Danish healthcare seeks to improve cancer survival through improved diagnostics, rapid treatment and increased focus on cancer prevention and early help-seeking. In neuro-oncology, this has resulted in the Integrated Brain Cancer Pathway (IBCP). The paper explores how the pathway works in the initial phase in a clinical setting with emphasis on pathway criteria.

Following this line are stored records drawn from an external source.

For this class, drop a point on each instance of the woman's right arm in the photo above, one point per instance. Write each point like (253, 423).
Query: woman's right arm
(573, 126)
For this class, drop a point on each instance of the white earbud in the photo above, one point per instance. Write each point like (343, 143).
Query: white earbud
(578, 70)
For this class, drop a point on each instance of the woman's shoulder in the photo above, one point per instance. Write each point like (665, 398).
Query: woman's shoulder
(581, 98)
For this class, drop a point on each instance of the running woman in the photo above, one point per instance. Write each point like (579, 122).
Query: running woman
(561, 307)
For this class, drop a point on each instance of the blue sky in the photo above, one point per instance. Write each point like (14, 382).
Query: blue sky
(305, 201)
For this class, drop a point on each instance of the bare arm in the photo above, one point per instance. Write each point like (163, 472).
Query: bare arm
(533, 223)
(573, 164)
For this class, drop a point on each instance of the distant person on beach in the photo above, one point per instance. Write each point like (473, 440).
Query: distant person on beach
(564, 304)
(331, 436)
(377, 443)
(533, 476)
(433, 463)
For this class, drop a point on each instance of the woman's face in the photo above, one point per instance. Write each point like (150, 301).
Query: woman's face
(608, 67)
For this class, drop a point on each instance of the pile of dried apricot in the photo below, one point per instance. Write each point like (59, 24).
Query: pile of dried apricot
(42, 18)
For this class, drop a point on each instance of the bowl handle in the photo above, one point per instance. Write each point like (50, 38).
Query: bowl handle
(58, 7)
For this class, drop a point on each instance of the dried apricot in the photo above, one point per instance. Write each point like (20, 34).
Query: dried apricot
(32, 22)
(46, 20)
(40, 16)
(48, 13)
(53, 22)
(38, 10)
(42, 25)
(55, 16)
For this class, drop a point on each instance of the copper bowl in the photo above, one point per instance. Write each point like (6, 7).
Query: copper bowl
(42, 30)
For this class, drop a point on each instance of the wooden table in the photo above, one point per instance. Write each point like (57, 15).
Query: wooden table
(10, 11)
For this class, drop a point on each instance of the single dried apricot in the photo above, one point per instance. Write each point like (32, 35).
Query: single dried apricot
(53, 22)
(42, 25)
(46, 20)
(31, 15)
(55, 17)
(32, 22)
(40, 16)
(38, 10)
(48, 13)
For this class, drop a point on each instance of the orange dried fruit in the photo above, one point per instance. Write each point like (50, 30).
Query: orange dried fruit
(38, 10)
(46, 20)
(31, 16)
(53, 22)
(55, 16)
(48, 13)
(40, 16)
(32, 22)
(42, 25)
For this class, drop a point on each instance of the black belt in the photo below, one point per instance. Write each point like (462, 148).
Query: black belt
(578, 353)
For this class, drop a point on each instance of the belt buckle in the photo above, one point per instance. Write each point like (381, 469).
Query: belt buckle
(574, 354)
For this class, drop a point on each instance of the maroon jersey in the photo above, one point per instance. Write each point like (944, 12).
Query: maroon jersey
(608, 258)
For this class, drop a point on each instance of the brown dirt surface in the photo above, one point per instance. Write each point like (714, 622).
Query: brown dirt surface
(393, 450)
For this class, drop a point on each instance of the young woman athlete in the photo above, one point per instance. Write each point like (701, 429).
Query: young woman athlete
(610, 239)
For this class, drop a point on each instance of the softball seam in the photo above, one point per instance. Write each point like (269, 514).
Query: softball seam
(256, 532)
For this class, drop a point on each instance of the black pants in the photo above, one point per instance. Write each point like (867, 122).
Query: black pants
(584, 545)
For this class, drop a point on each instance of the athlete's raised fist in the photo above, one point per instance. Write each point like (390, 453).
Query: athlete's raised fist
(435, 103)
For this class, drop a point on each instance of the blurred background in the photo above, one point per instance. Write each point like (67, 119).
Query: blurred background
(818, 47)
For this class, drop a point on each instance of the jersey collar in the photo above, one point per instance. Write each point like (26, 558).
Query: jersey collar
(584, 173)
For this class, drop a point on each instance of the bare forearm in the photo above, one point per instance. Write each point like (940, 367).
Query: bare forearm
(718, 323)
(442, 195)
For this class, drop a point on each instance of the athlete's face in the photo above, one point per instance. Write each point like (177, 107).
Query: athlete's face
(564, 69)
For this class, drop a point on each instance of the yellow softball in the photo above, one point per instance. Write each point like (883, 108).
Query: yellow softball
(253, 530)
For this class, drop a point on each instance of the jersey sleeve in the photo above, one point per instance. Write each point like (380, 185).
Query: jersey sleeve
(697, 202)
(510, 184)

All patients admitted during the first two-year period to a regional neurology department in Denmark and fulfilling the IBCP inclusion criteria were included. Data regarding onset symptoms, diagnosis and time for diagnostic work-up were obtained and supplemented by a retrospective review of patient records. Sensitivities, specificities and positive predictive values of the inclusion criteria were calculated with magnetic resonance imaging scan of the cerebrum as index of validity.
The strength of the pathway inclusion criteria was determined largely by the number of criteria fulfilled and by the type of predominant symptoms. The criteria identified the majority of patients with symptomatic brain malignancy and were also highly predictive of general structural brain lesions.
The introduction of the pathway is a major step forward in the efforts to optimize brain cancer patients' illness trajectory.
This study was funded by a grant from the Danish Ministry of Health and Interior Affairs 2009 and the Helen Rude Foundation and has been approved by the Danish Data Protection Agency.